This post is not meant to be political, but as a Legislative Liaison with National Alopecia Areata Foundation I must share with you what I believe is important as the topic of repealing Obama Care is being debated in Washington DC. As NAAF has been working hard to get a legislative bill to help those on Medicaid to qualify for a cranial prosthetic every other year ,the new administration in DC is attempting to repeal a program that could impact us all. This is what I believe we need to do to protect our futures. There needs to be critical patient protections and contacting your Senators and Congressional offices, sharing with them how repeal or modifications could affect you or those you love. Go to the internet and find out who represents you in your local area and those in Washington DC and be sure your voice is heard regarding your medical needs or those of friends and family members. There are 4 very important points that I would like to highlight in hopes we can all understand how changes in Washington can affect each and everyone of us.

1)Prohibit pre-existing condition discrimination.Could those with Alopecia Areata face not be able to obtain medical insurance because of AA?. This is certainly a possibility if this part of the Health Care Act is changed back to what it use to be before the Affordable Care Act (ACA).

2)Prohibit Lifetime and annual caps on insurance benefits. As we know, most of us with Alopecia have this condition only, but others have other Autoimmune Conditions with AA and limiting our access to medical benefits because of dollar limits could expose people to additional unaffordable costs and fees.

3) Allowing children to stay on their parents plans to 26  years old allow our children to receive medical benefits as they navigate the Alopecia Road. This was certainly true for my daughter who was in her mid 20's still in college while she began to lose her hair. If we did not have her on our policy, the many visits to various doctors to determine what and why she was losing her hair would have cost us a fortune. Having her on our policy allowed us to rule out a number of questions we had and fears regarding our daughters health.

4)Lastly, Enacting and preserving no-nonsense restrictions that cap out of pocket costs is the best way to keep coverage equitable and accessible to all.

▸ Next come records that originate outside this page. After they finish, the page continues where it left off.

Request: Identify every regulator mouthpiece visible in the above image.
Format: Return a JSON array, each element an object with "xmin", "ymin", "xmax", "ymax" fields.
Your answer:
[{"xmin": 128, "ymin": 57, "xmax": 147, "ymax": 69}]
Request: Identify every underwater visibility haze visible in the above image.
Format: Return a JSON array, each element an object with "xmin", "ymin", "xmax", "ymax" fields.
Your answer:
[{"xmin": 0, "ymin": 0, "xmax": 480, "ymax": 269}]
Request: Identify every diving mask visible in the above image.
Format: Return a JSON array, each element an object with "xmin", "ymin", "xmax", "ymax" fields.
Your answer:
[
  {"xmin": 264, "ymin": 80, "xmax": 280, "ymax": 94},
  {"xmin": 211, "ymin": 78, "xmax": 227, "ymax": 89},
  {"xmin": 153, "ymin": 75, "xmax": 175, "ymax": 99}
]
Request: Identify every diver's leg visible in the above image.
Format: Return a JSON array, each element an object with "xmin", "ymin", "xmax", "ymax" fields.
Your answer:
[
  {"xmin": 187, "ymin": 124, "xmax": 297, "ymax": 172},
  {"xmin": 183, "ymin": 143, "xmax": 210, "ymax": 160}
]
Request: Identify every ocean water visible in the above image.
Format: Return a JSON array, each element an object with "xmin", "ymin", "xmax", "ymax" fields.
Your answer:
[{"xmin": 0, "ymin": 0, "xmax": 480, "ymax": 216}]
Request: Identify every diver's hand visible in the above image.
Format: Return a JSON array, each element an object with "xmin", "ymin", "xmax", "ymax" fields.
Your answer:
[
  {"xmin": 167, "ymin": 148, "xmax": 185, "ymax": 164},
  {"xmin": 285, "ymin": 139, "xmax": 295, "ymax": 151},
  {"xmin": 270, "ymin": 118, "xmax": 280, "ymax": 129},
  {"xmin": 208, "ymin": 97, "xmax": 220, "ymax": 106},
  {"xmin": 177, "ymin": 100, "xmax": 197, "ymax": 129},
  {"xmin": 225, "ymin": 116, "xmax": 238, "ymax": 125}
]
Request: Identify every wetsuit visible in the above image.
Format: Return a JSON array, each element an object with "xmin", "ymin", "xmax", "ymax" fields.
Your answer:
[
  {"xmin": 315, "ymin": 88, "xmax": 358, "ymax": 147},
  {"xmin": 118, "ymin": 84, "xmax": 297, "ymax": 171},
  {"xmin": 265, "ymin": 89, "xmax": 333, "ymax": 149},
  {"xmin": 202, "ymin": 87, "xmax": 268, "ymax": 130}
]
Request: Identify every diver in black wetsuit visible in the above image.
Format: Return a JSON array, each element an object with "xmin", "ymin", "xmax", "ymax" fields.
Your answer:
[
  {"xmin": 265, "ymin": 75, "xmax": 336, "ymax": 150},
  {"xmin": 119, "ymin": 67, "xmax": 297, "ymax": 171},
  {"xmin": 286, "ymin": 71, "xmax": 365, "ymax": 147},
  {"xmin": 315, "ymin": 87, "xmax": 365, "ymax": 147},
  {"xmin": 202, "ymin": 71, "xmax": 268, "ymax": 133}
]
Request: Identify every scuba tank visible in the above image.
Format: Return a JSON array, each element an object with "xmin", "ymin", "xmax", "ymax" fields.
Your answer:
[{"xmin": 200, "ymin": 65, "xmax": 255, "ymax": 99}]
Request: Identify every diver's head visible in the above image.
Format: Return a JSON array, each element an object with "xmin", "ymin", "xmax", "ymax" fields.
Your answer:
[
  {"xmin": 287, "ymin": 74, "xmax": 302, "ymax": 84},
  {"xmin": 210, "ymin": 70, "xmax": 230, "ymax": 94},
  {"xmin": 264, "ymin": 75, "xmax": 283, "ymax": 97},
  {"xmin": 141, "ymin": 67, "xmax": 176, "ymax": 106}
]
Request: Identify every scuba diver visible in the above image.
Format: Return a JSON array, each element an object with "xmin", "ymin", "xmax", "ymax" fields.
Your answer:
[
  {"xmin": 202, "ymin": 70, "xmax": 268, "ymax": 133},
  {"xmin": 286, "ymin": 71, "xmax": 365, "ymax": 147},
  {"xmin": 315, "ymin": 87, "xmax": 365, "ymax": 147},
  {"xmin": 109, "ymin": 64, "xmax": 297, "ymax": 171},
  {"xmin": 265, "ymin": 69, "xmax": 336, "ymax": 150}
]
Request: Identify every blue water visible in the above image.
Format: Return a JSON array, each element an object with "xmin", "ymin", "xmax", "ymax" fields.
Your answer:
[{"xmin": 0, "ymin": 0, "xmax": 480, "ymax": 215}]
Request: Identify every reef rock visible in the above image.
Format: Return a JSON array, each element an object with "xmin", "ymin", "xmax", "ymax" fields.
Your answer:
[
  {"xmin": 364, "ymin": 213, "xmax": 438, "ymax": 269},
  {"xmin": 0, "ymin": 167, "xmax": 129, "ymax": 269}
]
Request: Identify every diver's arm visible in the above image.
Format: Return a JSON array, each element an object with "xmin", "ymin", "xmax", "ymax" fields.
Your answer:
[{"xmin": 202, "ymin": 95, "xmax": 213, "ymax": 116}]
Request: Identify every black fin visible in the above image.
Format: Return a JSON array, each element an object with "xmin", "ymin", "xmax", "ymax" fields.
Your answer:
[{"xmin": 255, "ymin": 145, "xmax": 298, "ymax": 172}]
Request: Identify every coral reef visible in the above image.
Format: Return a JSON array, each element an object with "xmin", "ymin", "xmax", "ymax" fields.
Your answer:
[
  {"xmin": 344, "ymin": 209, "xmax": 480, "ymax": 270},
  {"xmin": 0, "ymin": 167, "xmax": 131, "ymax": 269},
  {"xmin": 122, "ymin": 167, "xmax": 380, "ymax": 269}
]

In closing this discussion we all must require our legislators demand funding for the National Institute of Health so that research continue for all Autoimmune Diseases. Many believe that these conditions are interrelated and perhaps as the code is cracked for one condition the others will fall into line. Tell your legislators to increase funding so that a cure can be found. It is our government that has supported research for numerous diseases and without government support and intervention our cause will not move forward.